Side note, I am completely aware that I happen to have interviewed Caitlin, Kaitlin, Cate, and Katie while writing this piece. Most definitely not by design. So, if you are having a child, and want her to be an accomplished distance runner, I have a name suggestion for you. A story for another day — I digress.
Feeling good at various points during the race, Katie feels like she could take off and chase a personal best, but refrains. “I wanted to stay with the group as long as I can” knowing about the power of the pack and the role she is playing by adding her tap-tap of footsteps to the collective forward motion of these women.
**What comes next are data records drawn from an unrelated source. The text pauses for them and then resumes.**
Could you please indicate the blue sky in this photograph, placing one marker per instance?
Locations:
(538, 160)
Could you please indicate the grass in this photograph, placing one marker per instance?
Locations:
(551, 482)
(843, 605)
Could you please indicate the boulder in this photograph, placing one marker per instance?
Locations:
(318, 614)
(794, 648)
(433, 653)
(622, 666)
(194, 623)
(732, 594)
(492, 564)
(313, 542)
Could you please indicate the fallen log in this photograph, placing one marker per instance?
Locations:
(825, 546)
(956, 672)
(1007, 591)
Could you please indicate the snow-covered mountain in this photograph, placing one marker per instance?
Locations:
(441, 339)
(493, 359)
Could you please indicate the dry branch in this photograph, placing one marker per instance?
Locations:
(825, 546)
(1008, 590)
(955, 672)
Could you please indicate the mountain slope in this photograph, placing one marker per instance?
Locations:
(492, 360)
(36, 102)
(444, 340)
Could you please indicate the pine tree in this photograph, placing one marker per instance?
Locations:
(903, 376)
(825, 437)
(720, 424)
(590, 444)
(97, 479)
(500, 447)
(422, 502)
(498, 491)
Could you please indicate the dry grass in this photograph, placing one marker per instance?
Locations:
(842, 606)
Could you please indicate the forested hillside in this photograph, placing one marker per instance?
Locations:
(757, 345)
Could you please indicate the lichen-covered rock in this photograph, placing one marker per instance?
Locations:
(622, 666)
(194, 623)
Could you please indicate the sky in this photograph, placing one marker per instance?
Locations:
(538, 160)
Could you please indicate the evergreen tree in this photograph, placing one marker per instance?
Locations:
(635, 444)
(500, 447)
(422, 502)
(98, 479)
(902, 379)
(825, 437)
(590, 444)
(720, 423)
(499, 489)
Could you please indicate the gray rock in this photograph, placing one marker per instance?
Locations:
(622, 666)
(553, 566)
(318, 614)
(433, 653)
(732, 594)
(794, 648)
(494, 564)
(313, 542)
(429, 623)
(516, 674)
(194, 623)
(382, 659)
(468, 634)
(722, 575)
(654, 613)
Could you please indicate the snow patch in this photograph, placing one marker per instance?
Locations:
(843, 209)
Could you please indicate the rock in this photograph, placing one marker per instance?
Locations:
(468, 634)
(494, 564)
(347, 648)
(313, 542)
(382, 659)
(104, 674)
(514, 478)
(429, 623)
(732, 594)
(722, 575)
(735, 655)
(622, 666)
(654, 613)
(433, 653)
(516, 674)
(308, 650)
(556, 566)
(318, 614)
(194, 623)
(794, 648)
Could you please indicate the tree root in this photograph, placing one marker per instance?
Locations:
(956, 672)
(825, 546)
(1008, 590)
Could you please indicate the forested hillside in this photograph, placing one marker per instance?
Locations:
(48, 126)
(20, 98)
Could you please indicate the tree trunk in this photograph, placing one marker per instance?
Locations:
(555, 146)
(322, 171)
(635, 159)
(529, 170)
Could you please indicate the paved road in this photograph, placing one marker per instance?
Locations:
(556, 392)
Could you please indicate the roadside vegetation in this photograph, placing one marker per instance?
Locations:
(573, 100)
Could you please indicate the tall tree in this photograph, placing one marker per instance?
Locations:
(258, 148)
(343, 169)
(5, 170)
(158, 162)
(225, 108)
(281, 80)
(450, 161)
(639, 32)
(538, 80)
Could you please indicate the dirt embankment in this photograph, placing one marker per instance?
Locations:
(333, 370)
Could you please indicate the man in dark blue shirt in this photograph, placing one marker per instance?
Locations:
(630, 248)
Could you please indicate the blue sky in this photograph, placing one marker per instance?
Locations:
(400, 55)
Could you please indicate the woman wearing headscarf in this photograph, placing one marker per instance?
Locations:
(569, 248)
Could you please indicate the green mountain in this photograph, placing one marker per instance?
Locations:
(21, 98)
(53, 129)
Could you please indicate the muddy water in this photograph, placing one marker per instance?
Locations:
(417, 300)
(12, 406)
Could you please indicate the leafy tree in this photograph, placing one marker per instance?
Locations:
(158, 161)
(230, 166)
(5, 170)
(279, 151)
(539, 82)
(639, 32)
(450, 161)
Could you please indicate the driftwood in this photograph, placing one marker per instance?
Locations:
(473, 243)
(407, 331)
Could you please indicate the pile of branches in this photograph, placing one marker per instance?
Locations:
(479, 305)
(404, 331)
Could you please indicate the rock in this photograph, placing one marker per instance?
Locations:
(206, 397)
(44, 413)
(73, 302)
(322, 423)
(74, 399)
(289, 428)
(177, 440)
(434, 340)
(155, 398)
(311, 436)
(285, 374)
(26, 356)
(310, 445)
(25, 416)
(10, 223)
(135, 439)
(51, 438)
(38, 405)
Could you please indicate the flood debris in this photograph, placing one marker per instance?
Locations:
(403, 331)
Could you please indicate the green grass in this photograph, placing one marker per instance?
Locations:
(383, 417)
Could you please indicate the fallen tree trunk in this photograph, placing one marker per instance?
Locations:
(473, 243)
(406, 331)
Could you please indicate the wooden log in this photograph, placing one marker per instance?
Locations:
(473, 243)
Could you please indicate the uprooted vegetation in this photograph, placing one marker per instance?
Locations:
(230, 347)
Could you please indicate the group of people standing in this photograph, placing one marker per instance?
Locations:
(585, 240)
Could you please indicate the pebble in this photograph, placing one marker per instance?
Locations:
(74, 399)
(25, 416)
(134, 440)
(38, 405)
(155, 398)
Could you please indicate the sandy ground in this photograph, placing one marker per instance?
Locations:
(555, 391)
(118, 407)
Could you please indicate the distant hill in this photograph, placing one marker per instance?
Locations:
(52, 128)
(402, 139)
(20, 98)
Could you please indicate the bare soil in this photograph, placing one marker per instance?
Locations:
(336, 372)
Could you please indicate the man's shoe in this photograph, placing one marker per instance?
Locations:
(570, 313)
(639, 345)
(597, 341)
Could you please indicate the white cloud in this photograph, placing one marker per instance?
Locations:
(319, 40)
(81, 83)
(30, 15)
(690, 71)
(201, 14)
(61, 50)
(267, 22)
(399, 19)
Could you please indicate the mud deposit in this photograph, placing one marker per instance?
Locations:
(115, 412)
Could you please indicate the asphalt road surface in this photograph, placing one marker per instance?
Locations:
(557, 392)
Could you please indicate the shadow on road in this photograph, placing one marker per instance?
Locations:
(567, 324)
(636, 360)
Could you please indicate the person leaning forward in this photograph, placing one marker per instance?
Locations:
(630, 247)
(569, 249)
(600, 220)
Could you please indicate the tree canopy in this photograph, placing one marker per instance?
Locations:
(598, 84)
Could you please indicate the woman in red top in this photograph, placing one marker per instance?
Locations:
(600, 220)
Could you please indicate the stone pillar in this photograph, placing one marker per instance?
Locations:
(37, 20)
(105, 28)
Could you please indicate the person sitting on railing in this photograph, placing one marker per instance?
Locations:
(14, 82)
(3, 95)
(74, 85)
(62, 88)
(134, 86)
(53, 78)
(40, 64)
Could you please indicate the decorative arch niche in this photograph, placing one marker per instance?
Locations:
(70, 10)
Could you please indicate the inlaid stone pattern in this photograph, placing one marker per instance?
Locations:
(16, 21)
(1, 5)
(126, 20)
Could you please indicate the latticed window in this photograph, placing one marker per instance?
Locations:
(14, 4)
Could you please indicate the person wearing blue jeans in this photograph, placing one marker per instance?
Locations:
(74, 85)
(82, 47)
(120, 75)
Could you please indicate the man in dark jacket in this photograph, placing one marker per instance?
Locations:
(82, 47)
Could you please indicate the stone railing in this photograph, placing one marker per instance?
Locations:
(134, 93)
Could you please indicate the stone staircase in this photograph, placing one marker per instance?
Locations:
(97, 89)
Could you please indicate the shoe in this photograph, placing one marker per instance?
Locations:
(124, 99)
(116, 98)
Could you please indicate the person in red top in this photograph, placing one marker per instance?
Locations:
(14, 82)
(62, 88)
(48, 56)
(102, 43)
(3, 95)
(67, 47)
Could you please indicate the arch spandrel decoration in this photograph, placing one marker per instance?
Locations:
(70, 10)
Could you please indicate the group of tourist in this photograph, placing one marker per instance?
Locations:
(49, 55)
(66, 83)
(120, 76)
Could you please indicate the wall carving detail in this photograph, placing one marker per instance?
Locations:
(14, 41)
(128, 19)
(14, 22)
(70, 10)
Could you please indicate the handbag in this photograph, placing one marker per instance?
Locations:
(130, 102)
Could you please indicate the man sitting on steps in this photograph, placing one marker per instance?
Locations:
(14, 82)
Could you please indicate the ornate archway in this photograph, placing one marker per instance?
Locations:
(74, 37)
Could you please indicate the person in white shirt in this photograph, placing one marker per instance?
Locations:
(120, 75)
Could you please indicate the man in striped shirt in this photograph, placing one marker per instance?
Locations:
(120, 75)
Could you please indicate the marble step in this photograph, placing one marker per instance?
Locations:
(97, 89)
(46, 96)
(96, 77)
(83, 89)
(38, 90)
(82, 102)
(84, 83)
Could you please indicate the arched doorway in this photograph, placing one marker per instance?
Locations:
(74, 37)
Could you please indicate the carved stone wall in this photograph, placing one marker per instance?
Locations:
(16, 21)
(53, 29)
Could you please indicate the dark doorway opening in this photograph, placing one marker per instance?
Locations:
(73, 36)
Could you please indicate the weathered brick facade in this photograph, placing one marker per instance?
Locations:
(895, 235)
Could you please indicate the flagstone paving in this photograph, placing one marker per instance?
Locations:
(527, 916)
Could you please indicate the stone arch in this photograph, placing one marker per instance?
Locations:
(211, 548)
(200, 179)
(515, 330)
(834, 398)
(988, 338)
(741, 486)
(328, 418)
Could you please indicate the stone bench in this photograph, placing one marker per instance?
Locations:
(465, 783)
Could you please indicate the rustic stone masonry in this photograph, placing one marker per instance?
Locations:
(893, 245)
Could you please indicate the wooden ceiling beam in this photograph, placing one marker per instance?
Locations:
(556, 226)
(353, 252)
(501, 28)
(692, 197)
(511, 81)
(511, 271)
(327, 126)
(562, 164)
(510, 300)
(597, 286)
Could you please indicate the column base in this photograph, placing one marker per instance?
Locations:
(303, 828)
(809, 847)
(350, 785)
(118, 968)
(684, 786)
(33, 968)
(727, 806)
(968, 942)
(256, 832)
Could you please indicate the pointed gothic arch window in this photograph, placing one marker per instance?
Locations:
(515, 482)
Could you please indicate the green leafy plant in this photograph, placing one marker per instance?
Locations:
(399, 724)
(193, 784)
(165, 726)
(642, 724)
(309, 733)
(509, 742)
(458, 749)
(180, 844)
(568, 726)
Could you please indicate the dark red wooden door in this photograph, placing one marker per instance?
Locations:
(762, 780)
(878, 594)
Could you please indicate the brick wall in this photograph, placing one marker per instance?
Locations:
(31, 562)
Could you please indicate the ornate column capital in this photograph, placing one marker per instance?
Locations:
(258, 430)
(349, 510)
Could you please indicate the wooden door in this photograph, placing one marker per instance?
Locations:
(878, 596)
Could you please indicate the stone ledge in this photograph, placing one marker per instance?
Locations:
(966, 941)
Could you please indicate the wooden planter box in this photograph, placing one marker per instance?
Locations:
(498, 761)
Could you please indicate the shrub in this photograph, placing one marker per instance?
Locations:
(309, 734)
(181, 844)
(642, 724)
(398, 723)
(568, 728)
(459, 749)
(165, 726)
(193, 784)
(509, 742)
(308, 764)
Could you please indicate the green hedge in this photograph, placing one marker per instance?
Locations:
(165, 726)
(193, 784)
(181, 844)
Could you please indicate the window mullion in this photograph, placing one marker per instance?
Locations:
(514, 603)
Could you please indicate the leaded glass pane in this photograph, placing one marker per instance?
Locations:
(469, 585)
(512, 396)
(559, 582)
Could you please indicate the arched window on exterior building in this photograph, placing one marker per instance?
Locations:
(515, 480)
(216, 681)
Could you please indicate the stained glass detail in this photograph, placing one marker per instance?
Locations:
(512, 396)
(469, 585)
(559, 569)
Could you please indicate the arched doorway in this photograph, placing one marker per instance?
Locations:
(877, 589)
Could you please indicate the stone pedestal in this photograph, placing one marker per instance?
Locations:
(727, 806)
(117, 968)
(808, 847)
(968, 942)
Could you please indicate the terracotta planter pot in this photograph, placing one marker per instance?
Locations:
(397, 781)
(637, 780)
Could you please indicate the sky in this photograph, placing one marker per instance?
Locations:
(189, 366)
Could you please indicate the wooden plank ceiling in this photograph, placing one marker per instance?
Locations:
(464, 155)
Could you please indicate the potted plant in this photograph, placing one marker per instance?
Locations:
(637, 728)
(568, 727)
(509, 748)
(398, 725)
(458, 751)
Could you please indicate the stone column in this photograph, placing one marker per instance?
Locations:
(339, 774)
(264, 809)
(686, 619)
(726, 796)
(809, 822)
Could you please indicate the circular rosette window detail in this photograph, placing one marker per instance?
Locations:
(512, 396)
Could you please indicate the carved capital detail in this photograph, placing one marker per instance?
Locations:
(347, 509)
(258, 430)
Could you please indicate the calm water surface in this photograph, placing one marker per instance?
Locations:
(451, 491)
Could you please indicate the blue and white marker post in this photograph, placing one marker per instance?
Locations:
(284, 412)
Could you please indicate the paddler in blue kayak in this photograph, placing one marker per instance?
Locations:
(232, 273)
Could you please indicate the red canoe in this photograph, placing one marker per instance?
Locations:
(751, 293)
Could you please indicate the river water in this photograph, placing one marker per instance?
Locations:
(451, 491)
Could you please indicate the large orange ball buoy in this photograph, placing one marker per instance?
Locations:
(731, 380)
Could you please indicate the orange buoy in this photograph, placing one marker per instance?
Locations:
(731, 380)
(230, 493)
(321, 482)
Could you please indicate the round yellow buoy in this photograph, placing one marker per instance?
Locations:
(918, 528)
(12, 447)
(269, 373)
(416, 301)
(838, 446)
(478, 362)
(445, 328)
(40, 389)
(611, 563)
She references the book ‘Running Within’ authored by Jerry Lynch, and Warren A. Scott for her understanding of the role she can play for these other women.
"Synergistic competition provides a surplus of energy for positive performance."
'Running Within' by Jerry Lynch & Warren A. Scott
I can’t think of a better quote to summarize what is happening today. These women are racing for two hours and forty five minutes, but they aren’t racing each other, they are racing together. A single organism moving towards a common goal, and as a result, more powerful than fighting for success as individuals. As a result, a lot of smiles, hugs, and tears await on the other side of the 2018 CIM finish line. For those that qualify for the Olympic Trials on February 22, 2020 in Atlanta, and those that don’t.
I’ve been on a lot of race courses over the last few years. I’ve helped many a runner out of a dark spot, and witnessed just as many fall into a pit they can’t crawl out of. Today, I’m inspired like never before on a race course. I won’t lie, as tears form at the corners of my eyes a few times out here, I tell myself it’s from the cool air as I pedal amongst the fast moving runners.
It’s not the cool air causing the tears.
Two hours and forty five minutes doesn’t happen for Carly Gill today. At near mile 22 as I pass Carly to ask if she needs anything before I hustle my way to the finish, her eyes return a look I’ve seen before. A look of defeat. A look of quit. A look that indicates the finish line won’t ever come, but to my surprise, it does. Later Carly says “I know I gave it my all” describing her race and admits towards the end she needs some self talk to get across the line once it was evident her OTQ is not going to happen.
"Carly, you didn't come here to run 25 miles."
Carly Gill at Mile 25
It works. Carly finishes in 2:47:24, a massive 2:01 PR. At this pace, that is huge improvement over her 2017 Berlin Marathon. Not something to be disappointed with. In our post race interview Carly says that “looking back at these photos, I think some people will see someone who failed, I see someone who is strong.”
Her strength is evident as we move through the crowds and begin the process of returning to normalcy.
And celebrations with fellow NYC runners ensue.
Carly Gill’s road to Atlanta is still under construction, but I’m confident it’ll be finished well before we tear December 2019 off our calendars.
All told, 99 women achieve the Olympic Trials standard from the 2018 California International Marathon. An astonishing number. To date, 297 women have confirmed their position on the start line at the Olympic Trials in Atlanta on February 29, 2020.
It isn’t even 2019 yet.
To put things in perspective, only 161 women qualified ten years ago in 2008 — with a B standard that is two minutes slower than it is this year. It begs the question, are the standards for the Olympic Trials in the marathon too high for women?
To that I will leave you with a quote from Carly Gill that sums up my thoughts succinctly.
"Make the standard 2:43...make it 2:40, we’ll still chase it. I don’t need anyone to tell me the 2:45 standard is easy.
It’s not easy. Women are just transcending."
After what I have witnessed on course in Sacramento, I can not agree more Carly. Women are transcending, and doing it together. As a group. As a collective. As one nationwide team. And I for one am loving the opportunity to capture it every step of the way.